Catholic Colleges and Universities Dispense with Truth
The extended headline from National Catholic Reporter NCR):
Long history, shared best practices keep Catholic colleges, universities successful”
Behind this headline was a series of boasts that Michael Galligan-Stierle, president of the Association of Catholic Colleges and Universities, delivered at its annual meeting. He told his fellow Catholic educators, “we're really good at it, because we've been at it [so] long, and our schools share best practices with one another. There are other reasons why we're good at this. These are two; there's a lot more.”
Catholics have certainly been running universities for a long time – they invented them. But when the Enlightenment challenged the Church’s approach to knowledge and many of its claims, universities were pressured to pick sides. When the dust settled, it was clear that the best universities adopted Enlightenment principles and split from the Church.

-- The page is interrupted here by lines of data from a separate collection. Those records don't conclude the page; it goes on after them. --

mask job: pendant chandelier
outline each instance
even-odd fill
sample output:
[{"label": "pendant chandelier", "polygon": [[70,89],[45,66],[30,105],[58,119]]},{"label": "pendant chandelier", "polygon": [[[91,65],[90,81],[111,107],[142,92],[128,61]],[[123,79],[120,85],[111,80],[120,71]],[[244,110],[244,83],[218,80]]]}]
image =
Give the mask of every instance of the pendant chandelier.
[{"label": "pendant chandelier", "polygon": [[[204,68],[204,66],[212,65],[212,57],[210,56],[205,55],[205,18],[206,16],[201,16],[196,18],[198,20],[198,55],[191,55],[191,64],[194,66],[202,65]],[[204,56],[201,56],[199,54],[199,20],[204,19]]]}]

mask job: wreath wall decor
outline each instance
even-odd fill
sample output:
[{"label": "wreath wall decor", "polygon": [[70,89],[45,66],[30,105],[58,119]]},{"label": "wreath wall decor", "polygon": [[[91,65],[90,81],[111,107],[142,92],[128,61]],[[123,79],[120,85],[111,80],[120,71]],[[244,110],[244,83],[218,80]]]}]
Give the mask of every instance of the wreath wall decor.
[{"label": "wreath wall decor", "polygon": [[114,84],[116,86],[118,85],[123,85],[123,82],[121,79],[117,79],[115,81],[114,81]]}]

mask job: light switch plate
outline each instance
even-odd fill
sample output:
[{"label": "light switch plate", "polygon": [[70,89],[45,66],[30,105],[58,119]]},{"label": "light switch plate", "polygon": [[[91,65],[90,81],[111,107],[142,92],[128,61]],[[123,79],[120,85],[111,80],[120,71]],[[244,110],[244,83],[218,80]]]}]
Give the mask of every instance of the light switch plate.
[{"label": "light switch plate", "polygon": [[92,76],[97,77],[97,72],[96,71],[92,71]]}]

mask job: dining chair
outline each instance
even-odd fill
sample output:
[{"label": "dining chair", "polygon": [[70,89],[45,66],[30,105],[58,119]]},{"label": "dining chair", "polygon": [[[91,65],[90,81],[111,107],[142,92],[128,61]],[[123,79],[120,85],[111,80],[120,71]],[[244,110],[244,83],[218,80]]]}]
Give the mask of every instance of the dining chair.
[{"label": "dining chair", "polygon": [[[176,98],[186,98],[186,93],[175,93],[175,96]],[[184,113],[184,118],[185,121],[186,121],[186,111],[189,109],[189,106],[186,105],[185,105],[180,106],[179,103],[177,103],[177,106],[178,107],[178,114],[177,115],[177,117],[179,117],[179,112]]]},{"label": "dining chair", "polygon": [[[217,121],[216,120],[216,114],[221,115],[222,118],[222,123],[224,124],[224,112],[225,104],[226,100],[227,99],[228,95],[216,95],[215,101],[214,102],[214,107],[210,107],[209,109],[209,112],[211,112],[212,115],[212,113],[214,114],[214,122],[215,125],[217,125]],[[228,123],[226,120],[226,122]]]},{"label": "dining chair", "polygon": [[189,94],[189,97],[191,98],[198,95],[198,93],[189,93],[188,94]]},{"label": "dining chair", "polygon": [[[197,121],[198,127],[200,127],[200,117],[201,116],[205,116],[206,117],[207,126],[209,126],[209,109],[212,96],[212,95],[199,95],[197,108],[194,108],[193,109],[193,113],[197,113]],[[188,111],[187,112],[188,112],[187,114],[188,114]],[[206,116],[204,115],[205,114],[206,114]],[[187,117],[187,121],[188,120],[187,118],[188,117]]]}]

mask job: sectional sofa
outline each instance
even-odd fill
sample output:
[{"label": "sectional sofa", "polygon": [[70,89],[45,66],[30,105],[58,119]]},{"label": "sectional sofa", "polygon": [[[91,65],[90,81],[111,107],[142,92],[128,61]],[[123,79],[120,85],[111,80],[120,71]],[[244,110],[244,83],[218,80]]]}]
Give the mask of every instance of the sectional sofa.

This raises the question of evidence for Galligan-Stierle’s boasts. None was provided. James Dearie, NCR’s reporter, didn’t inquire and didn’t investigate, perhaps realizing that the facts would interfere with this triumphal story.
One common way of assessing academic excellence is counting the number of Nobel Prize winners. Despite the large number of Catholic colleges and universities world-wide, to the best of my knowledge, they contain no Nobel Prize winners. Some of the best Catholic universities, like Notre Dame, are better known for sports than either academic excellence or righteousness. Virtually none of these colleges and universities is highly ranked academically.
Of course, Galligan-Stierle did not specific what sort of “higher outcome” he had in mind. Another common measure is the average starting salary of graduates. I suspect these universities are more competitive here, in the domain of Mammon, but still nothing to boast about.
Despite the boasts about excellence, the article mentions only one area of relative superiority: “Graduates from Catholic institutions also face a smaller debt burden after graduation, around $25,000 when the national average is about $35,000, and are far more likely to pay their loans back.” First, they are cheaper. Second, graduates find a good enough job to enable them to pay off their loans. But no specifics are given, and I suspect people choosing Catholic colleges are less likely to be deadbeats before they even enter college. Being cheaper is a very tenuous basis for declaring excellence.
NCR also cites Sister Carol Jean Vale, president of Chestnut Hill College: “What skills and competencies do our students need to be successful in the 21st century?” She highlighted “the imperative to educate students to distinguish ‘fake news’ from the truth.” If they succeed, it might threaten Catholic newspapers like NCR.